The plums’ nectar, the grape arbor thick and green with leaves and young clusters of fruit: These are precious. These are gifts. These are ties to an agrarian past first born of force, then nurtured by necessity, and, finally, expressed in choice and joy. Mr. Duffee expects to be the last generation to farm on this hill. When he’s gone, he says, maybe it will be sold, the sugarcane plowed under and more student housing erected in its place.

As the new residents come, where do the old neighbors go? What is lost when they depart?

After our conversation, as I worried about what might happen, Mr. Duffee got back to work. There were beans he had to cover with rich earth, okra sprouts to water, bags to fill with potatoes and onions, and the neighbor’s order to fill. It was time to share some of the best our zip code had to offer.
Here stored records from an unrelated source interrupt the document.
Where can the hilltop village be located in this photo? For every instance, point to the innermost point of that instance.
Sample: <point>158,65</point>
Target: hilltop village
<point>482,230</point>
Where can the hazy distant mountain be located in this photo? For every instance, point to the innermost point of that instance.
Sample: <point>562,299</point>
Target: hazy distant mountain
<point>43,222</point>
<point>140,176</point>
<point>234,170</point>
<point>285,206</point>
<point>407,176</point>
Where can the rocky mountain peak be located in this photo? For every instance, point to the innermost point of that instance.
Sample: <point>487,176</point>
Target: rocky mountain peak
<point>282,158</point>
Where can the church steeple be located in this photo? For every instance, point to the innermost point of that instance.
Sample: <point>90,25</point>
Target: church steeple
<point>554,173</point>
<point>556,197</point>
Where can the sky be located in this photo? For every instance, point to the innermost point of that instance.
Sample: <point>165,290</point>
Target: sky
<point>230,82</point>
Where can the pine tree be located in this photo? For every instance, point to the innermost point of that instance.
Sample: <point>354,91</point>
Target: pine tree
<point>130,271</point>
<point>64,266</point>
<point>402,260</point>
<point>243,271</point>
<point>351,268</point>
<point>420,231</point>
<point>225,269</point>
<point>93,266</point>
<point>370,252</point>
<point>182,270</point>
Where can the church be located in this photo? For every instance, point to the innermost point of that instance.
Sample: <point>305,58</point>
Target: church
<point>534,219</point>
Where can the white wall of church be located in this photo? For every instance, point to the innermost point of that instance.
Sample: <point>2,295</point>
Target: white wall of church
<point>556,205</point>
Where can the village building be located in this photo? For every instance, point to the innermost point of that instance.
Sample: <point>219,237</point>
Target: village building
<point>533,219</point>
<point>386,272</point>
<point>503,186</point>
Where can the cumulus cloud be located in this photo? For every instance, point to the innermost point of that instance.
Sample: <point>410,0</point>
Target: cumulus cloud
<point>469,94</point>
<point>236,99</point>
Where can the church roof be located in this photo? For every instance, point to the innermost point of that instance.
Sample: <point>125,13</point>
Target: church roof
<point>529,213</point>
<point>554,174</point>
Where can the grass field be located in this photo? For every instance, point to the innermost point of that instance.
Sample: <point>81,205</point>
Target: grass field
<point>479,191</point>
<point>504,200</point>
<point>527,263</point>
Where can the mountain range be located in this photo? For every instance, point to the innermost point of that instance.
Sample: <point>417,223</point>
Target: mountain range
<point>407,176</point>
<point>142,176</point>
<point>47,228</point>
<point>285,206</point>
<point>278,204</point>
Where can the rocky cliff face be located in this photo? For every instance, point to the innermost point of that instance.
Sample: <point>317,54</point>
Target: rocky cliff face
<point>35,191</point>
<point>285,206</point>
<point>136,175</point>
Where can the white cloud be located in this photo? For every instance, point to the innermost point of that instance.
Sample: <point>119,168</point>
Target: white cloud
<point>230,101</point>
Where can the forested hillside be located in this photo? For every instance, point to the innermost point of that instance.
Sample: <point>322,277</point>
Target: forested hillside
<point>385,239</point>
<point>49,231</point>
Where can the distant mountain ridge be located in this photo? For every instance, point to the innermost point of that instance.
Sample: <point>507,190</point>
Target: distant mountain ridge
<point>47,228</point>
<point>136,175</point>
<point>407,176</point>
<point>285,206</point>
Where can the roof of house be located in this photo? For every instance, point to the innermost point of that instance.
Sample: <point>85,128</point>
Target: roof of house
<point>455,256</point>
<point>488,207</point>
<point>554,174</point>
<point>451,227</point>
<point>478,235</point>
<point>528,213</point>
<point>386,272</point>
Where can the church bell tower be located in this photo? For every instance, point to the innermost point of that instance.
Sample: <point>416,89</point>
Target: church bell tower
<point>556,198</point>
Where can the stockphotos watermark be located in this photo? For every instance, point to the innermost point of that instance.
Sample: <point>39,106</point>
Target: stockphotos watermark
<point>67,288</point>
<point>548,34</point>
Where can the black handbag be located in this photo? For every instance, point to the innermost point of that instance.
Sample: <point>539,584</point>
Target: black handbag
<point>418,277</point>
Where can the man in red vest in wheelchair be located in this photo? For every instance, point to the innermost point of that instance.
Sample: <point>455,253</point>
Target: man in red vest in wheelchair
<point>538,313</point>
What will be different the next time I go home? Who will be gone? Mrs. Caldwell has moved in with Audra and her husband across town. The Caldwells’ old home, where Audra stood outside bereft over swine innards, is empty. Mr. Ford, who lived across the street, died a year ago. His grown daughters have said they don’t plan to move into his house. Maybe they’ll rent it. For now, it’s vacant. As my mother gets older, we talk about what I should do with her place when she’s gone. She thinks I should sell. My life plays out 275 miles away now. A permanent return to Griffin Heights is unlikely. And if I do decide to sell her house or rent it out, who will live there? Will they smother chicken gizzards and serve them over rice as we did when my mother’s money was tight? Will they plant a little potager out back and share the surplus with their friends and neighbors? Will they want to know anything about the people who came before them? Or, will the house and the neighborhood be a short stop on their road to someplace else, someplace “better?”